Low cost isn’t the only reason for coal’s dominance. Another is “power density,” the amount of energy flow that can be harnessed from a given area of land (see “Get Dense,” Winter 2012). Let’s return to the North Antelope Rochelle Mine, which produces about 109 million tons of low-sulfur coal per year. Once you account for the energy lost during the conversion of coal to electricity, the mine yields the energy equivalent of about 300,000 barrels of oil per day. Solar and wind energy production, meanwhile, provided the United States with 333,000 megawatt-hours of electricity per day in 2011—the equivalent of 203,000 barrels of oil.
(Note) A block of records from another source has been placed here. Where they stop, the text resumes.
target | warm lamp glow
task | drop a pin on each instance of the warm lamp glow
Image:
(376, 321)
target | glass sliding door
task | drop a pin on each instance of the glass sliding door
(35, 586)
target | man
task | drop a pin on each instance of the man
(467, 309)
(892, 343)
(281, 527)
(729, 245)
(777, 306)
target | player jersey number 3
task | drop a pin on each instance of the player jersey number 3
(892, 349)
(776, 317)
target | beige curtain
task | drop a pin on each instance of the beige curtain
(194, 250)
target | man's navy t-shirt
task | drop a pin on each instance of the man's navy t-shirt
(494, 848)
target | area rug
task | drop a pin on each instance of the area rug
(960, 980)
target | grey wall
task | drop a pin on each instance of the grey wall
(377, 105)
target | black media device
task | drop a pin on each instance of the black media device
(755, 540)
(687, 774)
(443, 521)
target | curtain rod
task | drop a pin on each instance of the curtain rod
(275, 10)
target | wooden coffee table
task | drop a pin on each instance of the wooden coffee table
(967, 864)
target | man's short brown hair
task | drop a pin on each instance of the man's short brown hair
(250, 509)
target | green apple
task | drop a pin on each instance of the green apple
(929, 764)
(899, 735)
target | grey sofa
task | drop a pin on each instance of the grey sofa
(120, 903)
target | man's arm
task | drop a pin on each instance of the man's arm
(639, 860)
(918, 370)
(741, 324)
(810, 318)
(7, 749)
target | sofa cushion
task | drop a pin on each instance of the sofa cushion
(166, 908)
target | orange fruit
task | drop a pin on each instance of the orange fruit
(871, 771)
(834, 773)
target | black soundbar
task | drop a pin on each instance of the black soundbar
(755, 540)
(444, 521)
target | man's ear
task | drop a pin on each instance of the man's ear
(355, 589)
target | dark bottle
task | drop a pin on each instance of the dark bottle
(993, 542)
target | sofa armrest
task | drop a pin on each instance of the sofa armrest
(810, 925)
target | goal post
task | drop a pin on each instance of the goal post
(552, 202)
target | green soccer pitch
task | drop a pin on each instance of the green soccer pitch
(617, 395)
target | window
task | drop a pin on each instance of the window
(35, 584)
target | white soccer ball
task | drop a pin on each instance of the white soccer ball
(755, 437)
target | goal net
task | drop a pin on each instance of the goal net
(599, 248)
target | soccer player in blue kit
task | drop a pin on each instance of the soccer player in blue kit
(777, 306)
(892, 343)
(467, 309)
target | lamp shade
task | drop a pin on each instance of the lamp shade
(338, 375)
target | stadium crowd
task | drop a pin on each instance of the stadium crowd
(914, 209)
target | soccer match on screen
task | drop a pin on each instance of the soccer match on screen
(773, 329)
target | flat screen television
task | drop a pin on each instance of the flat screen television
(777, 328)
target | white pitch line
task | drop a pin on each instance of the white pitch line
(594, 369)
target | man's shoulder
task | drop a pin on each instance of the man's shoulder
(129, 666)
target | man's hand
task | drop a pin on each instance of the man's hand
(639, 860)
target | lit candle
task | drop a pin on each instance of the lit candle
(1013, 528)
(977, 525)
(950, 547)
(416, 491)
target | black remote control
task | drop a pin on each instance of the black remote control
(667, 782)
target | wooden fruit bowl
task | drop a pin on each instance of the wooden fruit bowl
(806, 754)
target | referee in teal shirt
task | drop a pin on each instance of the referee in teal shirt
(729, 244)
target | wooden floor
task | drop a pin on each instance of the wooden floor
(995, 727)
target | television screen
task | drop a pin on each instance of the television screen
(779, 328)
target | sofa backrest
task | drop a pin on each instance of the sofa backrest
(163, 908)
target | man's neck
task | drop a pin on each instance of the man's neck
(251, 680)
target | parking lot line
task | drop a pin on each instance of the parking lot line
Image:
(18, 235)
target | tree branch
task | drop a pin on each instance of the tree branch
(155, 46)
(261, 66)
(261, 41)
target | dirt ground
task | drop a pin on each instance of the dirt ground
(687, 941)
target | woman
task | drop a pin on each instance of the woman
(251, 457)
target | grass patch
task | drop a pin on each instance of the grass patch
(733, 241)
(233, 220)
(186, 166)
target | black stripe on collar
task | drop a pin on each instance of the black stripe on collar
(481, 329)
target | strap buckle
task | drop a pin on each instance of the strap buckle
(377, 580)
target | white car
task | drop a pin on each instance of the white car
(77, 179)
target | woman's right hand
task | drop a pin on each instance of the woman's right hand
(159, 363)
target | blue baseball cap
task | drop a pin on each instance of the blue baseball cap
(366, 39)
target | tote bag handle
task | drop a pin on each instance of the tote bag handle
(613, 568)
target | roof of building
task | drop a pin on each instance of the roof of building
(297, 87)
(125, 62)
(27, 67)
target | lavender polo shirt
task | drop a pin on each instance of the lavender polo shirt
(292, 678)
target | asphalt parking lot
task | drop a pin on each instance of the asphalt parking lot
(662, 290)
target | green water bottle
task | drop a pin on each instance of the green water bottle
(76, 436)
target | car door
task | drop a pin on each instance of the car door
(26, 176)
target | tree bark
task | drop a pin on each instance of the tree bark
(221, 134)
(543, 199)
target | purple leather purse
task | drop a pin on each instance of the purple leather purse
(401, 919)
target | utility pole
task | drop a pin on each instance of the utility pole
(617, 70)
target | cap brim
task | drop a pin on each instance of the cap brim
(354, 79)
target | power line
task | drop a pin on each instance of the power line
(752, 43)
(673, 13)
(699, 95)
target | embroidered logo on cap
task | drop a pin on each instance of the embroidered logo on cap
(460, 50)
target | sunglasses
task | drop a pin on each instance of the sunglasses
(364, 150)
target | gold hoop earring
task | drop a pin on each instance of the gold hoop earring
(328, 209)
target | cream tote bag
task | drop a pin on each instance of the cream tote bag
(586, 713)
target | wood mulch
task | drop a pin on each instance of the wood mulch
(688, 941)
The point isn’t merely that a single mine produces about 50 percent more energy on an average day than all the country’s solar panels and wind turbines combined. It’s that the mine covers just 80 square miles, while domestic wind projects now cover about 9,400 square miles—an area approximately the size of Maryland. The low power density of renewable-energy projects in general, and of solar and wind in particular, will prevent them from taking a large share of the electricity market away from coal.
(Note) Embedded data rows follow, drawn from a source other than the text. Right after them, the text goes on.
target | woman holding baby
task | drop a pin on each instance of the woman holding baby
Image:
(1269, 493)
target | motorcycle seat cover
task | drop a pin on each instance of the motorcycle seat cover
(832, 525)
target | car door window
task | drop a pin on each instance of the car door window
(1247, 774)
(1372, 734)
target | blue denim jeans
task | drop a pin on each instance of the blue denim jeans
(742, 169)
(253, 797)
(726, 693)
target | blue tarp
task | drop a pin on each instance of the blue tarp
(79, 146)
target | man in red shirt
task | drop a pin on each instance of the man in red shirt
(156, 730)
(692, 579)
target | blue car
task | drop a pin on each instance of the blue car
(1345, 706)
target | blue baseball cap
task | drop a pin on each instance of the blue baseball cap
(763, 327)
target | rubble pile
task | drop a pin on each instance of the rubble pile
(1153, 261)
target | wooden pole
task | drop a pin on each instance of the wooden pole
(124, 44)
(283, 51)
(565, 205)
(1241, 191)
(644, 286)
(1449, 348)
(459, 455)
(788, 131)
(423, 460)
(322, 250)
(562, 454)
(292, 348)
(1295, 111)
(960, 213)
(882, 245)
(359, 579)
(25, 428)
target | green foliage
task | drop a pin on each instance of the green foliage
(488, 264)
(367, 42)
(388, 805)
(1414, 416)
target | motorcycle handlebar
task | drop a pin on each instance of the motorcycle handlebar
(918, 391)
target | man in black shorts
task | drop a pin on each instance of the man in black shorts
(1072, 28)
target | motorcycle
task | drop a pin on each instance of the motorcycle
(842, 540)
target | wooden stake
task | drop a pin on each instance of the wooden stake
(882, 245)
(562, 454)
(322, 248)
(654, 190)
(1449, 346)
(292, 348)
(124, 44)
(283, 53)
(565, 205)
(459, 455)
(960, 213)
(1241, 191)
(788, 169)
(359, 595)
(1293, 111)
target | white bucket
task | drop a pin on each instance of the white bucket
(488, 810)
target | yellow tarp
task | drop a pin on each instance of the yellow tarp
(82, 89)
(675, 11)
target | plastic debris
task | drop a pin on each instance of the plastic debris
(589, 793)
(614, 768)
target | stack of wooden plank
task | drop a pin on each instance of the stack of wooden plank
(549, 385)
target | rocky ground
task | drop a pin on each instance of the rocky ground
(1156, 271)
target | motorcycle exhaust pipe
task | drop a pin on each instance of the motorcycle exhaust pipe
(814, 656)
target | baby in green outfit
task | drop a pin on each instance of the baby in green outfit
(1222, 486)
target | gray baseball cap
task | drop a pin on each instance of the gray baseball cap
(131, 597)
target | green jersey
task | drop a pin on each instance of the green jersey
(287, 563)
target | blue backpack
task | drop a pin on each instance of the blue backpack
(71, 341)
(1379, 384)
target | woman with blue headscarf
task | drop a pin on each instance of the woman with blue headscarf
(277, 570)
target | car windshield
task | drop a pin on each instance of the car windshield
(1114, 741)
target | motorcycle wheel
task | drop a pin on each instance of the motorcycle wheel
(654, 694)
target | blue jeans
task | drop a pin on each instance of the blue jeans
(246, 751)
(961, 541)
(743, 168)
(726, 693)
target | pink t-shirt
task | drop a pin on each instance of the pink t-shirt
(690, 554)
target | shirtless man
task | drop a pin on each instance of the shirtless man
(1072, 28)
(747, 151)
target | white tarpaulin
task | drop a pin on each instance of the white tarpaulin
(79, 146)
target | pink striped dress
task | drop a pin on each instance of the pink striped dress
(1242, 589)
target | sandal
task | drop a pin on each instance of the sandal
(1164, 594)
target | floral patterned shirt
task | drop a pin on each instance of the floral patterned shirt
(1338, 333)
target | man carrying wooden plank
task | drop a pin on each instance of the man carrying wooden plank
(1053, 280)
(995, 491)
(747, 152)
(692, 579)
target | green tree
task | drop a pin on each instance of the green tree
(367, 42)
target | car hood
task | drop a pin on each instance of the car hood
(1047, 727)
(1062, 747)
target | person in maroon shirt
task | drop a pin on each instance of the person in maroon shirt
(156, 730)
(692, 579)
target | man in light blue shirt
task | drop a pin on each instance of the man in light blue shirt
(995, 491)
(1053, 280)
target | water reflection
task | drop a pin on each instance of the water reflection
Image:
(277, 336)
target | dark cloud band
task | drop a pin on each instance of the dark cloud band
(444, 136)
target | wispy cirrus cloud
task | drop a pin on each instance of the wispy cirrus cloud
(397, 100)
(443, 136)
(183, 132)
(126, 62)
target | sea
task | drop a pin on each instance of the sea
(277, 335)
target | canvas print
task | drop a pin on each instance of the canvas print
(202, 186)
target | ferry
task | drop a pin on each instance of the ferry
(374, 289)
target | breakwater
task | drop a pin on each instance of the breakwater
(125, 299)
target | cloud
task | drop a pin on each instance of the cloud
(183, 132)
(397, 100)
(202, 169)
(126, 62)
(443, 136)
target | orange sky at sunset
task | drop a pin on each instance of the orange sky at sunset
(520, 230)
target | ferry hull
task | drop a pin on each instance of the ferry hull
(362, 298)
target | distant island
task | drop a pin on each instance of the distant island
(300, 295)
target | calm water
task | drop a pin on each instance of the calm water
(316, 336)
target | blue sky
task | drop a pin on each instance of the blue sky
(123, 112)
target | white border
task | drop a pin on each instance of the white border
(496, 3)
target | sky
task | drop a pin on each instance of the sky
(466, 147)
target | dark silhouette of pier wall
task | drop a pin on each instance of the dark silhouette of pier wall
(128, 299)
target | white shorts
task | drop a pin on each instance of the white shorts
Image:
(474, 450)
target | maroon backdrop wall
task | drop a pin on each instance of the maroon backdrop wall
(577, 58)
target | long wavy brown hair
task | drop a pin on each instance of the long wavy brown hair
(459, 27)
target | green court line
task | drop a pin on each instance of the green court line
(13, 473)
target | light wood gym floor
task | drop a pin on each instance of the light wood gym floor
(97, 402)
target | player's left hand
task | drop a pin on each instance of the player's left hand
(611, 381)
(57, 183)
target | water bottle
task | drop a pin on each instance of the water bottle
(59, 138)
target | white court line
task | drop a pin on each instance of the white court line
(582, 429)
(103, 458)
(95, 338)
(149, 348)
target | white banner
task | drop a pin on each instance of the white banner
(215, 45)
Likelier competitors are natural gas and nuclear, which have a number of advantages over coal. Both are able to produce large quantities of reliable electricity, and both have lower CO2 emissions than coal does. Natural-gas use here and abroad will undoubtedly rise in the decades ahead; supplies of the cleanest of the hydrocarbons are growing rapidly around the world, thanks to the shale revolution and continuing exploration successes in places like Africa, the Mediterranean, and Asia. Nuclear energy is also likely to see significant growth.
But even if natural gas and nuclear are able to ramp up dramatically, it will be hard for them to match the amount of energy now being derived from coal. This year, global coal consumption will total about 71 million barrels of oil equivalent per day. Global natural-gas consumption, meanwhile, is about 58 million barrels of oil equivalent per day. For natural gas to replace coal completely, gas production would have to more than double. Making that happen would require decades of sustained and expensive exploration and production. As for nuclear energy, it is hampered by huge start-up costs, and many countries simply don’t have the infrastructure or human capital needed to support the nuclear industry.
Since the days of Edison, the United States has relied on abundant supplies of coal to sustain its economy and to produce the electrons that are the currency of modernity. There’s no natural reason for that dependence to end: America’s coal deposits contain 900 billion barrels of oil equivalent, nearly as much as the 1 trillion barrels of proved oil reserves held by OPEC. At current rates of production, domestic coal reserves will last for another 200 years. The only obstacle is the EPA, which wants to shut down coal-fired generation even though doing so will have no discernible effect on climate change or CO2 emissions. In fact, the EPA’s rule simply encourages domestic coal producers to ship more of their product to overseas electricity producers, who will happily burn it.
We don’t have to adore operations like the North Antelope Rochelle Mine or the generators that burn the fuel it produces. But given the world’s insatiable demand for electricity—and all the wealth- and health-enhancing opportunities that come with cheap, abundant, reliable supplies of electricity—it’s obvious that coal will be powering the global economy for many decades to come.